Den Kirchen warf Rothaug vor, »den Bezug zur Realität verloren« zu haben. Er trat dafür ein, die Friedhöfe selbst darüber entscheiden zu lassen, ob sie bei der traditionellen Erd- und Feuerbestattung bleiben oder neue Wege gehen. »Die Feuerbestattung ist die ökologischste Form der Beerdigung, und es ist unsere Pflicht, das zu fördern«, sagte Rothaug.
Rüdiger Kußerow, Obermeister der Bestatterinnung Berlin-Brandenburg, stellte die Frage in den Raum, ob Politik oder Kirchen über die Bestattungsformen entscheiden sollten oder die Angehörigen. Der heute oft weit gereiste Mensch bringe aus fernen Ländern Anregungen mit und wolle mit Neuerungswünschen ernstgenommen und nicht reglementiert werden. Es könne sein Wunsch sein, dass die Asche im irischen Dublin ins Meer verstreut oder auf einer Alm beerdigt werde, wo er im Urlaub gern gewandert sei.
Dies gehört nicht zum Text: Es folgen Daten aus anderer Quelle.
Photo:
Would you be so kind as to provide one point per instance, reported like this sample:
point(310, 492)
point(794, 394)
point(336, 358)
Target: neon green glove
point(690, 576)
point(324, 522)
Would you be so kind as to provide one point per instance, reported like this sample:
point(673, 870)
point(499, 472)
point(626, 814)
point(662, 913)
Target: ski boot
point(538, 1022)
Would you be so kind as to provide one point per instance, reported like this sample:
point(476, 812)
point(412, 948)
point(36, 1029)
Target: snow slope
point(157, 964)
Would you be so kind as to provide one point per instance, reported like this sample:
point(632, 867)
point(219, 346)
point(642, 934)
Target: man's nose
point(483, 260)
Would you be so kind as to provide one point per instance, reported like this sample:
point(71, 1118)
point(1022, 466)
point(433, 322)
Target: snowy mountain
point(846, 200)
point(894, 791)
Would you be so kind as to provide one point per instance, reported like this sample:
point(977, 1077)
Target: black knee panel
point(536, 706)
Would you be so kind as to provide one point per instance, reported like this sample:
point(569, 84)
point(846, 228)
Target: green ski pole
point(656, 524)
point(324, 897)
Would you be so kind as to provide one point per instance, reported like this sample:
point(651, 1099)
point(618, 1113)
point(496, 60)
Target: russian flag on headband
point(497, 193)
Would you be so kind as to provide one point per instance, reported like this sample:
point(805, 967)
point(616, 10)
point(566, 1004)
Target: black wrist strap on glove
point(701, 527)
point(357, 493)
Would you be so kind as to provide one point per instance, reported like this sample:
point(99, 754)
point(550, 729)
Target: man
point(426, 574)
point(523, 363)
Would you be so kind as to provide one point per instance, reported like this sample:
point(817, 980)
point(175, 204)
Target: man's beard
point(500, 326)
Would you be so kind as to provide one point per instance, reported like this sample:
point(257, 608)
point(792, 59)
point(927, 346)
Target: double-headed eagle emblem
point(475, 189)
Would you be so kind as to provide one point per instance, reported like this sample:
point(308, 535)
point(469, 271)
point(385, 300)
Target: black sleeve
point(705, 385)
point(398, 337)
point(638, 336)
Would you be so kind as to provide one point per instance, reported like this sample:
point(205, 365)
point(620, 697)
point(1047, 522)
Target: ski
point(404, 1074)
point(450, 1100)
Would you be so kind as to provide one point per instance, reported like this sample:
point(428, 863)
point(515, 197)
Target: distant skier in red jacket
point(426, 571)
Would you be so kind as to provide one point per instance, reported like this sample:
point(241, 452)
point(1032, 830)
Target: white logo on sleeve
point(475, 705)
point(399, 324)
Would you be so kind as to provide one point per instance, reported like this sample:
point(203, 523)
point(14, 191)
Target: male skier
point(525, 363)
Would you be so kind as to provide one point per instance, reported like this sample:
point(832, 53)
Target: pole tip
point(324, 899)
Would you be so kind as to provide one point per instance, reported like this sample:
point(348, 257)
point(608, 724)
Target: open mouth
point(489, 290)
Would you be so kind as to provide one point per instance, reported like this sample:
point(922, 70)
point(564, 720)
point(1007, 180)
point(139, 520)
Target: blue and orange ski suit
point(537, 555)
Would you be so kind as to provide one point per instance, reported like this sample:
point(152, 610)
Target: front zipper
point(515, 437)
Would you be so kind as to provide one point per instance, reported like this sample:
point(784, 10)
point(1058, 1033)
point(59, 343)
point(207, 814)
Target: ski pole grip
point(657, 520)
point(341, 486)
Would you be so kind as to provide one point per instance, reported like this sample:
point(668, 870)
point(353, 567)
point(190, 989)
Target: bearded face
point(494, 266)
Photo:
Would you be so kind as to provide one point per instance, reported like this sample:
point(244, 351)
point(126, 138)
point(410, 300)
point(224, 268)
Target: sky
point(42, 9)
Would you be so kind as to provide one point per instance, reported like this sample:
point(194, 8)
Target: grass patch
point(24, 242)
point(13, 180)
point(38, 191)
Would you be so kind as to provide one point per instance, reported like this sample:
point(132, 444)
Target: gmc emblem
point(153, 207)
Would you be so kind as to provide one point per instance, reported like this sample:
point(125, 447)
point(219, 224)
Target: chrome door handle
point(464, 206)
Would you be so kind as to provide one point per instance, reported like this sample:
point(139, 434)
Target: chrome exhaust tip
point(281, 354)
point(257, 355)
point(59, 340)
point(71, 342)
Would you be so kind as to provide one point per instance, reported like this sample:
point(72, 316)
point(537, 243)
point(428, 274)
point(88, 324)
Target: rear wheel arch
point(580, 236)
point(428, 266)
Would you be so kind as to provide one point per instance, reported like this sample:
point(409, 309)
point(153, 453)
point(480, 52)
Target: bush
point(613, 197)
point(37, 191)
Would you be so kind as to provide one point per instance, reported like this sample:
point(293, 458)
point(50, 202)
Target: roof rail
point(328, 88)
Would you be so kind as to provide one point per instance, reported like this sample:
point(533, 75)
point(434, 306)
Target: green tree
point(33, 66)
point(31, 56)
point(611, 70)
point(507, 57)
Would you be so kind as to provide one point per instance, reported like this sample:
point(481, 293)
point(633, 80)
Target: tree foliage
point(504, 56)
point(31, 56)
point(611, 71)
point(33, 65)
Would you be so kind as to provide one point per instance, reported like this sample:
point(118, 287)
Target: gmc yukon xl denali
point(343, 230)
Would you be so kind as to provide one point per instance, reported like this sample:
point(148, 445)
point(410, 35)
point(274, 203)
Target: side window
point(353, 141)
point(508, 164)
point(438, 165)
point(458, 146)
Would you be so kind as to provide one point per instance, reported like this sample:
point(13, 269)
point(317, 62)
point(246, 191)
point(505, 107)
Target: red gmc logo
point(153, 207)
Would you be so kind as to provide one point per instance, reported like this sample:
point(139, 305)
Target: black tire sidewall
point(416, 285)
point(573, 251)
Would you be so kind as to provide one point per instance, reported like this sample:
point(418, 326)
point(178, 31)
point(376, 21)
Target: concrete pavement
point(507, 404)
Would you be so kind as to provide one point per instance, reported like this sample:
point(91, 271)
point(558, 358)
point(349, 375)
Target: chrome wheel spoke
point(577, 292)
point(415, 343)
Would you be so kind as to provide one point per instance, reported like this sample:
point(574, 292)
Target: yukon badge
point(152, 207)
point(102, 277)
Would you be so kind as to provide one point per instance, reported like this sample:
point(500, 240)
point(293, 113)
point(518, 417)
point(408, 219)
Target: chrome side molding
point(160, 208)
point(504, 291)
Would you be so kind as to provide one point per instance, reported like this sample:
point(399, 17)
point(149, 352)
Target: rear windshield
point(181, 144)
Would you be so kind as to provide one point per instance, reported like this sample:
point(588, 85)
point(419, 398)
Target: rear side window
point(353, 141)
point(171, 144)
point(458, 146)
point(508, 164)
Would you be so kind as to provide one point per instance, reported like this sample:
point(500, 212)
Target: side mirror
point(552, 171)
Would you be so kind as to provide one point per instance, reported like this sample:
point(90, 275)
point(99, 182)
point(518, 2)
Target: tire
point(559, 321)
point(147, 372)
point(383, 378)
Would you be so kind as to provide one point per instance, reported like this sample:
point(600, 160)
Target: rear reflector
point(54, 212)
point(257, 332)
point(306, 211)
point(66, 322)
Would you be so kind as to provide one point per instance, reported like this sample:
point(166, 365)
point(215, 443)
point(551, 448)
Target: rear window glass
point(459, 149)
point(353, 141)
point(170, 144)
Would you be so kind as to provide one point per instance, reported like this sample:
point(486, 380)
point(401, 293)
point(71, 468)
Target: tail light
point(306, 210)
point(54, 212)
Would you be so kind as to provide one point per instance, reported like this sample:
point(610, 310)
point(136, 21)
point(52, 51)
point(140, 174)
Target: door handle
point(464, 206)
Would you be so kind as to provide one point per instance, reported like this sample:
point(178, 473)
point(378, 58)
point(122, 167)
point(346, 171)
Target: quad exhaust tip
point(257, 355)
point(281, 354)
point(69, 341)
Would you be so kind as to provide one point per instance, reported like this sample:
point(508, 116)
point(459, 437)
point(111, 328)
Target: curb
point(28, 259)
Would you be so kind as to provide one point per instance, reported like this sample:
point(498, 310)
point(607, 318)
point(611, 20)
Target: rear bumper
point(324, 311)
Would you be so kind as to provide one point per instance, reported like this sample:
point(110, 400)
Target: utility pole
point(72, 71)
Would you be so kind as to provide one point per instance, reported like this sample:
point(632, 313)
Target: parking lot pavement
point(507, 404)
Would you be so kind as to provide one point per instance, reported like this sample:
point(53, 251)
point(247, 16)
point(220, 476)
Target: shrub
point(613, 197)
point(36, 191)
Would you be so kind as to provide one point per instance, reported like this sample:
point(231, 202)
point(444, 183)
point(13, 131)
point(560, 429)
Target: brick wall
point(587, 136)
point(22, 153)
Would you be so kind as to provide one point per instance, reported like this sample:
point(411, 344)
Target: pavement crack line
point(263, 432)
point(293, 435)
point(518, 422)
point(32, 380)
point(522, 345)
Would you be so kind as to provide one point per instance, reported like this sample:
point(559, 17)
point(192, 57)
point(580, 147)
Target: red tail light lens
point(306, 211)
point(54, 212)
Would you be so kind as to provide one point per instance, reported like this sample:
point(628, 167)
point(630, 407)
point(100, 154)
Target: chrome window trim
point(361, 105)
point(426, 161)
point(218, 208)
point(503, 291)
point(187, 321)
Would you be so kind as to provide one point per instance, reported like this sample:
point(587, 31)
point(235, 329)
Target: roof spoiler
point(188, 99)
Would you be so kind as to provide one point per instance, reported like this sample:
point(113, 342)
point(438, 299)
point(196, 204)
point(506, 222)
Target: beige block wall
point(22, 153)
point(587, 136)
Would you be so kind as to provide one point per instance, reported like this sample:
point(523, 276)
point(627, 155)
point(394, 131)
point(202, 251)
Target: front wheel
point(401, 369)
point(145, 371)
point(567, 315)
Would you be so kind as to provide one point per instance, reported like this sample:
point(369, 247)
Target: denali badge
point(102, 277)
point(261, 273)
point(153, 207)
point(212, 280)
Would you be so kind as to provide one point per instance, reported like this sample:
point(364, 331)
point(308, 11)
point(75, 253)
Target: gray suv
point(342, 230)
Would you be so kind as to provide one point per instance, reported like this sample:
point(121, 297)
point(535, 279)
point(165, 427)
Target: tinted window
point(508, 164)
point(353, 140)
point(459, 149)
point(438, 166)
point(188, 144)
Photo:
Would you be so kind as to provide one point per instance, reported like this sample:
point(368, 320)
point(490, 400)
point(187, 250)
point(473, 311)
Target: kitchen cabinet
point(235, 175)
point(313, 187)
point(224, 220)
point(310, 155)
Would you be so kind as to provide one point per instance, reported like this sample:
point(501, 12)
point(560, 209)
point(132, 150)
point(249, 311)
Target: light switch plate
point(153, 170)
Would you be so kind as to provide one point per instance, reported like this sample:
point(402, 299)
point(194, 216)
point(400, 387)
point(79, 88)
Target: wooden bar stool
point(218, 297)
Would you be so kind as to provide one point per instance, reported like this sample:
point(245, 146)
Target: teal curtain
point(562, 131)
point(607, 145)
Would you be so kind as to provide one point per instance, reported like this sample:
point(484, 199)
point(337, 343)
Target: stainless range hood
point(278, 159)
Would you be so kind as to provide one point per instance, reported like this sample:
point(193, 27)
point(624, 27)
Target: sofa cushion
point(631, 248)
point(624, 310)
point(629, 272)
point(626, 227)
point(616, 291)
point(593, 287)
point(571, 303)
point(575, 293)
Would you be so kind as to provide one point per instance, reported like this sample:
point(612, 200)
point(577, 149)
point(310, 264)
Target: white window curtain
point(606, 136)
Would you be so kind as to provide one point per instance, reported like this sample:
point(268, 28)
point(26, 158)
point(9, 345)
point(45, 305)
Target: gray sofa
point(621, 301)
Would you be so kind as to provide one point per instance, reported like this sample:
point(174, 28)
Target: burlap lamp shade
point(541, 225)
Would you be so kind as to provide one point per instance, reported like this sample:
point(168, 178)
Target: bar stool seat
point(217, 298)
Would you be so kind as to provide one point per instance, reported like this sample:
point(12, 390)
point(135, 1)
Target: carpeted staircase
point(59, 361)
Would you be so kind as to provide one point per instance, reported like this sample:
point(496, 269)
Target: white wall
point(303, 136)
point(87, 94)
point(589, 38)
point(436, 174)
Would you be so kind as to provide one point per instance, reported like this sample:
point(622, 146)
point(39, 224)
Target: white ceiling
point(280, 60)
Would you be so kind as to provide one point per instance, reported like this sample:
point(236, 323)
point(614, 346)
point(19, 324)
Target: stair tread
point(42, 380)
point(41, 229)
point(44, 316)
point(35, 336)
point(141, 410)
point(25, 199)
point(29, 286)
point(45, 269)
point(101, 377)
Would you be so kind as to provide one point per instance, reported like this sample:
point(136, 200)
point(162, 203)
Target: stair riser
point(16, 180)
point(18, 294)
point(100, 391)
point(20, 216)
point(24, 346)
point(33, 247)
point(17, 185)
Die Kirchen dagegen machten geltend, dass keineswegs sicher sei, dass die Wünsche der Angehörigen dem Willen des Verblichenen entsprechen. Es sei nicht egal, ob ein Teil der Asche kommerziell verwertet wird, sagte Martina Köppen, Leiterin des katholischen Büros Berlin-Brandenburg. Die Asche als Überbleibsel eines Menschen dürfe nicht zu einer Ware oder Sache gemacht werden, die von einzelnen Personen in Besitz genommen werden könne. Bezogen auf das Ausland und den drohenden Verlust von »Geschäftsfeldern« mahnte sie, das sei nicht die Ebene, auf der debattiert werden sollte. Die Statur von Menschen sei verschieden, so auch die Menge der Asche, die sein Körper hinterlasse. Der zu entnehmende Anteil für einen zu produzierenden Diamanten sei also sehr unterschiedlich, vor allem, wenn mehrere Erben ein solches Ansinnen hätten. Ganz zu schwiegen davon, dass der Umgang mit sterblichen Überresten »von niemandem kontrolliert« werden könnte. Wie solle das funktionieren? »Du kannst meinen Fuß haben, du meine Hand?« Aschestreuwiesen müssten einen Zaun haben, der verhindert, dass der Wind die Asche sonst wohin trägt. »Nicht jede moderne Bestattungsform ist erstrebenswert.«
Für eine grundsätzliche Bestattungspflicht auch totgeborener Föten trat Pfarrer Martin Vogel ein. Die großen Fragen des Anfangs und Endes eines menschlichen Lebens sollten nicht in »Grammzahlen« aufgelöst werden, unterstrich der evangelische Theologe mit kritischem Blick auf die brandenburgische Gesetzesnovelle. Er verwies darauf, dass man in der Praxis der Krankenhäuser »schon weiter« sei und alle sterblichen Überreste gleich welchen Gewichts würdig an einem dafür vorgesehenen Ort beerdige. Es sollte um Bestattung in jedem Falle gehen, nicht um Beseitigung. Für ihn sei nicht akzeptabel, dass Teile der Überreste von Verstorbenen »versachlicht« und von Angehörigen in Besitz genommen werden. Es sei fraglich, ob dies mit der Menschenwürde in Einklang stehe. Falls der Gesetzentwurf vom Landtag beschlossen wird, wollen die Kirchen »in Ruhe« prüfen, ob sie dagegen klagen. Die Würde des Menschen sei ein von der Landesverfassung geschütztes Gut, heißt es.